九条は自分がここで解剖される可能性も、本郷がそれを見つけることも、真壁が受け取れば動くことも、全部を一つの順番に入れていた。死んでからなお、事件の主導権を手放していない。
真壁が席を立つ。
「預かります」
たったそれだけだった。礼も誓いもない。だがその短さの中に、九条へ向けた私情と、刑事としての仕事と、まだ口にできない怒りの全部が詰まっていることを、本郷には分かった。
「二階堂には」
本郷が言いかける。
真壁は扉の前で止まった。
「必要になったら伝えます」
「必要になる前に、管理されるぞ」
言ってから、それが二階堂のことなのか、警察組織全体のことなのか、本郷自身にも分からなくなった。
真壁は振り返らないまま答えた。
「だから今は、伝えません」
扉が閉まる。
医務院の夜が、また少しだけ狭くなった。
本郷は一人残された執務室で、ようやく息を吐いた。机の上から券片は消えた。だが消えたのは物だけで、意味は逆に濃くなっていた。北界運輸。港の便。吐かせようとした暴力。守り切った身体。真壁に渡して。どれも細い線なのに、繋がれば人を縛るだけの強度を持つ。

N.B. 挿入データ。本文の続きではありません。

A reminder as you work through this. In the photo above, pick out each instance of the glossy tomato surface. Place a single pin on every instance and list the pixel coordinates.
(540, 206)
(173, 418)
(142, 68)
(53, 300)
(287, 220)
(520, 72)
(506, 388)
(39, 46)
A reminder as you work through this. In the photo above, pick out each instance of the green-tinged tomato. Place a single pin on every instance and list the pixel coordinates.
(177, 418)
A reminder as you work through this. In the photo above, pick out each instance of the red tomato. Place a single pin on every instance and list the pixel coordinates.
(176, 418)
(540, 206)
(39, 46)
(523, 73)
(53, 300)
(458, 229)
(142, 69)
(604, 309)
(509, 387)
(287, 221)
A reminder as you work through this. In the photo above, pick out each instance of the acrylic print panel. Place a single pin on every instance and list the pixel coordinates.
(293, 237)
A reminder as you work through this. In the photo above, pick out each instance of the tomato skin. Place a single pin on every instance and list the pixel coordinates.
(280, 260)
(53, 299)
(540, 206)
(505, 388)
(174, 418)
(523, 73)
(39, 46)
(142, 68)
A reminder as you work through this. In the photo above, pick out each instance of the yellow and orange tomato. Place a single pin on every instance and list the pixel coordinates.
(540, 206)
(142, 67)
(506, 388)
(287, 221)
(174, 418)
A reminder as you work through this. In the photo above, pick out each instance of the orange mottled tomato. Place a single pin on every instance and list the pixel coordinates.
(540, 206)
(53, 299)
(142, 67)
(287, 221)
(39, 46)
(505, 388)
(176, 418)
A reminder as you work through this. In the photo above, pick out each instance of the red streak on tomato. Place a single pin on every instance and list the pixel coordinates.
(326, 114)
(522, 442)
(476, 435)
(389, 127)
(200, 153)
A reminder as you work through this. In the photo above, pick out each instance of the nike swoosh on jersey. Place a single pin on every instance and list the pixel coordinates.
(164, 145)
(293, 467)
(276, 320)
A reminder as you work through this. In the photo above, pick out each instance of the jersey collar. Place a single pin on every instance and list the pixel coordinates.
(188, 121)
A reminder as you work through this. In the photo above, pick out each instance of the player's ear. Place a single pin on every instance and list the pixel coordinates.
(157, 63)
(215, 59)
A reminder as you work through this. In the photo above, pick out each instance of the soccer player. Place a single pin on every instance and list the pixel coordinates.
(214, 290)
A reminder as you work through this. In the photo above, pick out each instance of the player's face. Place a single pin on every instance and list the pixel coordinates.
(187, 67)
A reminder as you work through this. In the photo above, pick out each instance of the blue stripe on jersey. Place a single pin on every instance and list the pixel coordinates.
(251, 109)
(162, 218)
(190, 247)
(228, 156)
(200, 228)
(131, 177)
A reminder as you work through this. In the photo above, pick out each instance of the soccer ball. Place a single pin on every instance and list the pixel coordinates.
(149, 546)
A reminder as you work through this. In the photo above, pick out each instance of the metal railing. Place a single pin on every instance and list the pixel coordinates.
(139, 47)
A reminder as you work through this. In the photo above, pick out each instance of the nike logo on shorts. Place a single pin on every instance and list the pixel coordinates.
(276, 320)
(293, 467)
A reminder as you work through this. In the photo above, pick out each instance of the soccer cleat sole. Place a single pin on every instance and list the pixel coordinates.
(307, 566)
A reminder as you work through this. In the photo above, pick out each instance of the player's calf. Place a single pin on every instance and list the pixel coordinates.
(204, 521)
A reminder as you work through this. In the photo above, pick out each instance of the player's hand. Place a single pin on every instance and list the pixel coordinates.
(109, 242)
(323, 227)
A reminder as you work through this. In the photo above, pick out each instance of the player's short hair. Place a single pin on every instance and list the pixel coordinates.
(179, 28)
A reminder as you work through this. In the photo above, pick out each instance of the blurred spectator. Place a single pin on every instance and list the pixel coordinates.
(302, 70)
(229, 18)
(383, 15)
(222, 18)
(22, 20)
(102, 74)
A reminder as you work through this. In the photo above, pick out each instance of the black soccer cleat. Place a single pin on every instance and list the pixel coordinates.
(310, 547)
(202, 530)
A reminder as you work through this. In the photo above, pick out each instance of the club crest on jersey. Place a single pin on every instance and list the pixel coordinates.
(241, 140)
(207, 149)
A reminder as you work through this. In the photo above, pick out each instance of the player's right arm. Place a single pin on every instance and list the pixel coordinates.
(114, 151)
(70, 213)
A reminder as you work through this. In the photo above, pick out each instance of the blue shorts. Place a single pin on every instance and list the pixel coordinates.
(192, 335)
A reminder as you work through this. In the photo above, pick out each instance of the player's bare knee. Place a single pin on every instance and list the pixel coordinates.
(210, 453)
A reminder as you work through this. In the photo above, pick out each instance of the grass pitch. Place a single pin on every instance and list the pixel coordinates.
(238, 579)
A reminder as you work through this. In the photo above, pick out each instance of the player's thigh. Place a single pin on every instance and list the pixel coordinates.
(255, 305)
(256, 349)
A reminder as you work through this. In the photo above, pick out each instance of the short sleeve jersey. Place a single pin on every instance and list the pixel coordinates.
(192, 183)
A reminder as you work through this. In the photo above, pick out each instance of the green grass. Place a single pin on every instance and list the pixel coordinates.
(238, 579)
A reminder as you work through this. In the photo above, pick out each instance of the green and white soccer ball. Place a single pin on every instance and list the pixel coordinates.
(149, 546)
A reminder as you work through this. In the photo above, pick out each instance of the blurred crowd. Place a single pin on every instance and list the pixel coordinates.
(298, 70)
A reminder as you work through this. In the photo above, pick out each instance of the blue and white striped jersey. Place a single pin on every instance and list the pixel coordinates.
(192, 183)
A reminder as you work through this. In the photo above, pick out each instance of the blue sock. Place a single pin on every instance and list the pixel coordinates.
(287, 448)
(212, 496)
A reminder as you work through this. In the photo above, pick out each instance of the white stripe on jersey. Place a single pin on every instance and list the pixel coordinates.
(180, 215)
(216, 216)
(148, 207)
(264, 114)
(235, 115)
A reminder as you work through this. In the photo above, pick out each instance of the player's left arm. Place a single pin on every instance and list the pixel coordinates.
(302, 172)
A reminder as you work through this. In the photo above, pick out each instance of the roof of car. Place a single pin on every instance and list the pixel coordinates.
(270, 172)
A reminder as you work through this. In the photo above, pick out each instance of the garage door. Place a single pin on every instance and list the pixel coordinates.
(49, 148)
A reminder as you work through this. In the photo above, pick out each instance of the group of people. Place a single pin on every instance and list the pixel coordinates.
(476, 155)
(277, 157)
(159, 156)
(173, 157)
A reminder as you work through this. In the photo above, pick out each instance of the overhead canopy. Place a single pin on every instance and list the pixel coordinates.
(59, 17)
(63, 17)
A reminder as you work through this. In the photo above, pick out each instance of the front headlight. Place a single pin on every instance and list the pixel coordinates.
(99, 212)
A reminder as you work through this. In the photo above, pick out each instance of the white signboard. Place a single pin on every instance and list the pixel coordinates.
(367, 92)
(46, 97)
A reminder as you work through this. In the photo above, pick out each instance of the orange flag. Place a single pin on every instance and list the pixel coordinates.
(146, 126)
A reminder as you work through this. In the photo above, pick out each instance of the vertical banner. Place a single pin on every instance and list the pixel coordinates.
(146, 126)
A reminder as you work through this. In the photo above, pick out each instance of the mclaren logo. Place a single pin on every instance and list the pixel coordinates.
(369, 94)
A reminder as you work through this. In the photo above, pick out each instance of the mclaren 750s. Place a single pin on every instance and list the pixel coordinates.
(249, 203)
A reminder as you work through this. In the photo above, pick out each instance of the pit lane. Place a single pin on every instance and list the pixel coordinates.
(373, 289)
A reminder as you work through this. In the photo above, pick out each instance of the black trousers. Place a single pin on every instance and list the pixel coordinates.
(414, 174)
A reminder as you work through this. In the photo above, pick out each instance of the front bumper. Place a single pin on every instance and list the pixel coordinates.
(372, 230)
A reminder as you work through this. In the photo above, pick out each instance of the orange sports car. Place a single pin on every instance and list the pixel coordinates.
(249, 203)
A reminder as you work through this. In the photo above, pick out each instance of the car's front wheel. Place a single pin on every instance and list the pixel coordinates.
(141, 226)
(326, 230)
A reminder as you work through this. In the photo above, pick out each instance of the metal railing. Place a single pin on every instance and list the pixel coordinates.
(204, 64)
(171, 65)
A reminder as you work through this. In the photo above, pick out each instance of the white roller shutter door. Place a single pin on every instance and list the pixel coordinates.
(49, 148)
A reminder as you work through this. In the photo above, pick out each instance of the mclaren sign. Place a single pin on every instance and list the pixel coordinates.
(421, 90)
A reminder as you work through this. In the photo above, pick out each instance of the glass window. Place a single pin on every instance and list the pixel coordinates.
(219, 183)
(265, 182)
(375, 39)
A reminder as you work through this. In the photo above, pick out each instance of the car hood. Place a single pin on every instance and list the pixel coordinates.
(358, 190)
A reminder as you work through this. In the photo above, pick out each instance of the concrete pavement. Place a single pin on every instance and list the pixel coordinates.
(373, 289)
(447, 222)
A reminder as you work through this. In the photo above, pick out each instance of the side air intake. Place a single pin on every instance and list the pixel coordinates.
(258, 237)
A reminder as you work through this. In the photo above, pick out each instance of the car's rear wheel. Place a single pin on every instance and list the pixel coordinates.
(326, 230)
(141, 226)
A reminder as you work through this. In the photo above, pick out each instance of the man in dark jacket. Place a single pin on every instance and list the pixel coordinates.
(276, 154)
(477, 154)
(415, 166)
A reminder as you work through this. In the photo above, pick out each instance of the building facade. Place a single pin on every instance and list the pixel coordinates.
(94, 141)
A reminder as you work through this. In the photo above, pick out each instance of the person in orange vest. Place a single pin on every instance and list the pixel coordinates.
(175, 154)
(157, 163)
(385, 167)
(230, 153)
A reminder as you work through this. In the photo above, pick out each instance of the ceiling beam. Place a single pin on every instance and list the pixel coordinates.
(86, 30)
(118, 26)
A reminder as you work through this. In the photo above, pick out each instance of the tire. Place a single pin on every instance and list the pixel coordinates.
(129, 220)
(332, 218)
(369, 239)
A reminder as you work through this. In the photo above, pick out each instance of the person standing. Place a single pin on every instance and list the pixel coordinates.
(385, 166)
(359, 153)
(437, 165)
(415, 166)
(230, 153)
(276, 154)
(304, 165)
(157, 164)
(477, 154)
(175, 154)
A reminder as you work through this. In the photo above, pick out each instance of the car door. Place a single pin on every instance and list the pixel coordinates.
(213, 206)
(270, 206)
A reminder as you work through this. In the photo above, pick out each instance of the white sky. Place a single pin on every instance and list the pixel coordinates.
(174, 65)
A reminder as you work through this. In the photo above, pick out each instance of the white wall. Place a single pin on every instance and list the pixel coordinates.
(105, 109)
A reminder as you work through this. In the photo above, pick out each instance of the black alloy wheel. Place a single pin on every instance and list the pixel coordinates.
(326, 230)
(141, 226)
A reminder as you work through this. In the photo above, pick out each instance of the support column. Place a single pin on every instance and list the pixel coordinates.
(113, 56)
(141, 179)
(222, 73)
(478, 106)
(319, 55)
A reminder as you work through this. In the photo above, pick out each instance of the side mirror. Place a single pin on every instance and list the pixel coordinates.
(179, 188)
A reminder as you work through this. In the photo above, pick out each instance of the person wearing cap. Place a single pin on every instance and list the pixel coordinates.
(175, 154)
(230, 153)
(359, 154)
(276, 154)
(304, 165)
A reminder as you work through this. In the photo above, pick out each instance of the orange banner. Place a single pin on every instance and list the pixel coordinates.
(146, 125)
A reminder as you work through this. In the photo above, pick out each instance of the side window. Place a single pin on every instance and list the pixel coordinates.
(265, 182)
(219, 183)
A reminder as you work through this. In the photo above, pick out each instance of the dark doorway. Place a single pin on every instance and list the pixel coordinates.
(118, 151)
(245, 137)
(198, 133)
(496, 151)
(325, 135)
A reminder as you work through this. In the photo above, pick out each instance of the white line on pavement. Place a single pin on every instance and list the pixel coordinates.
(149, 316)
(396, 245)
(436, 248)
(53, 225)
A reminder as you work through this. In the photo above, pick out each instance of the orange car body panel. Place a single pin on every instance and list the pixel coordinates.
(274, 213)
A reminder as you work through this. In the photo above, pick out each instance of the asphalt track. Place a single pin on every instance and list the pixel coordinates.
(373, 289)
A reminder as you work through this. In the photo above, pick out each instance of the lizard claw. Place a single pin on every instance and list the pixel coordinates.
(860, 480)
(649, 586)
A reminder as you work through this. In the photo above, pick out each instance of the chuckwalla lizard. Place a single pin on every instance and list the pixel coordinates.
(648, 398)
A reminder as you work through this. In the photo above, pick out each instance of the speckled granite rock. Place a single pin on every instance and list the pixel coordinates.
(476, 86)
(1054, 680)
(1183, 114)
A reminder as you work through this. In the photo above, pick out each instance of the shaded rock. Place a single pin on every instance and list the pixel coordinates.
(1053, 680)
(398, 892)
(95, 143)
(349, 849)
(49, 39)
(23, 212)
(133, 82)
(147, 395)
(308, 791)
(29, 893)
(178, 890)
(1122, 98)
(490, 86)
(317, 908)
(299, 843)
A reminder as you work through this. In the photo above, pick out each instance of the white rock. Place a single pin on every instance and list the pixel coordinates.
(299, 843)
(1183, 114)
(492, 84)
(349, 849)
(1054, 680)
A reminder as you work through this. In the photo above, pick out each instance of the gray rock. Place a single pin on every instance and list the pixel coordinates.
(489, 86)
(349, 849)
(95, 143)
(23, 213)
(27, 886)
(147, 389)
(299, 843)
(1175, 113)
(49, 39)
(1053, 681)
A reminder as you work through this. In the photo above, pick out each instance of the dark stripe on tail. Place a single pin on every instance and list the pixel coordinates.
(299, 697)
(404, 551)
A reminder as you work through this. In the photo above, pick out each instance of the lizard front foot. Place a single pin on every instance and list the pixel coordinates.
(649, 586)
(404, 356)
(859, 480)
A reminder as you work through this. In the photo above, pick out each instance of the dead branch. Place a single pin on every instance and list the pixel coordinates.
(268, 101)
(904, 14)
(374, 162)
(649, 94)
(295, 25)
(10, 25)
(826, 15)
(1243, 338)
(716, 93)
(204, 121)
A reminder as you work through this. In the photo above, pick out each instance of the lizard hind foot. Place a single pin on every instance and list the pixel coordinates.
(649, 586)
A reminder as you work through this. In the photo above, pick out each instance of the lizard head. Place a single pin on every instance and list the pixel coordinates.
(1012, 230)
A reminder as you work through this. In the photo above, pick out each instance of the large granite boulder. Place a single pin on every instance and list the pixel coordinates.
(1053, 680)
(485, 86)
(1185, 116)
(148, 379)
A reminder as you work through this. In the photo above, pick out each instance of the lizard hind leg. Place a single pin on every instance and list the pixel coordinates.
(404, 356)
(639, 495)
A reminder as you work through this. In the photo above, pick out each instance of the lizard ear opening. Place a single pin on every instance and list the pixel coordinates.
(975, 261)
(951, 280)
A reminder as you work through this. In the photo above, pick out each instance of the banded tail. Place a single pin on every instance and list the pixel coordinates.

本郷は窓に映る自分の顔を見た。副院長の顔だった。組織の顔だった。整った説明の顔だった。だがその内側で、別の名前が静かにこちらを見返している気がした。
九条雅紀。
死を記録する男だったはずのあいつは、最後に自分の死を記録へ渡さなかった。証拠へ変えた。制度の外で、制度より強い順番を作った。
本郷は目を閉じた。
もう分かっていた。今夜、ここで何を伏せても遅い。
九条の証言は、もう始まっている。